Aquellas que pasaban por su vida eran como obras de arte efímeras. Le fascinaban por un momento, pero les resultaban desechables. La belleza de cada cuerpo se desplegaba ante él en mil formas distintas. Unas veces Amanda tenía las manos fuertes, capaces de crear y sostener. Otras, suaves y calientes listas para acariciar. Amanda tenía algunas veces las cejas gruesas y dibujaban en su gesto la emoción de la charla con la elocuencia de un poema. Saúl tuvo entre sus brazos a alguna Amanda en la que se perdió en el marrón oscuro de sus ojos y a alguna otra de párpados pesados y pestañas ausentes, cuyos ojos desnudos revelaban una belleza cruda y honesta como dos ventanas abiertas a su alma.
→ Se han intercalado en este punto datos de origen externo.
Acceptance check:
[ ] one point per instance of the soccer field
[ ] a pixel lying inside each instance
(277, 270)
El rostro de todas aquellas mujeres se expresaban en una infinita diversidad de formas, en los que las marcas de la vida trazaban un mapa irrepetible. Amandas con hombros anchos y estables o estrechos y abrazables; de cuellos largos como un cisne o cortos con poder terrenal; de curvas pronunciadas que resuenan armonía o líneas rectas como un junco que se mece en la orilla de un arroyo. Los vientres de Amanda fueron planos como el silencio del desierto o redondos como una colina sobre la que dejarse caer y rodar desde ella descamisado hacia la dulzura de unos labios carnosos de unas o finos de otras, donde parar un rato con la lengua esponjosa.
Los muslos blandos como flanes o turgentes como una fruta sin madurar, atraparon las orejas de Saúl en multitud de escenarios diferentes. Saúl repartía sus besos y mordidas por la cara interna de estos y las vulvas peladas y peludas en las que se sumergía para respirar a trompicones. Cada una de las pieles que lamió brillaba en una amplia gama de tonos: marfil, bronce, canela, ébano, miel, con lunares dispersos como constelaciones o cicatrices que relatan batallas vividas. La piel, en su infinita diversidad, se convertía en un lienzo donde cada color, textura y detalle era una pincelada única de la obra maestra que para Saúl era el cuerpo de todas y cada una de sus Amandas.
Para él, hambriento de cuna, ninguna le apagaba las ganas de cerrar la despensa y dejar de hurgar, como si cada rincón ocultara un sabor nuevo que no pudiera dejar de explorar.
Amanda se fue al amanecer. Se conocieron en una galería de arte y la conversación les elevó por encima del vino, o quizás fuera justo al revés. Se les enredaron las risas. Se les derritió el hielo. Se les tergiversaron las manos y se les descifraron los genitales. Para Saúl no fue una más como ninguna otra lo era en los primeros instantes compartidos. Amanda se fue al amanecer y le dejó una nota en la mesita justo antes de calzarse: «El amanecer nunca llegó tan rápido» . Saúl le dio la vuelta al papel para buscar su teléfono, pero no lo encontró. Arrugó la nota y la lanzó a la basura.
La mañana siguiente, tras observar su reflejo en el espejo del baño buscando las primeras arrugas o cualquier signo de imperfección, se le deshizo su acostumbrado desinterés. Fue a la basura y sacó el papel arrugado. Lo leyó de nuevo buscando no sabía bien qué. Junto a una sensación que no había logrado comprender del todo, guardó la nota entre las páginas de un libro que estaba leyendo, como si allí las letras ajenas pudieran darle el sentido que aún le faltaba. Era 26 de enero y cumplía cuarenta años.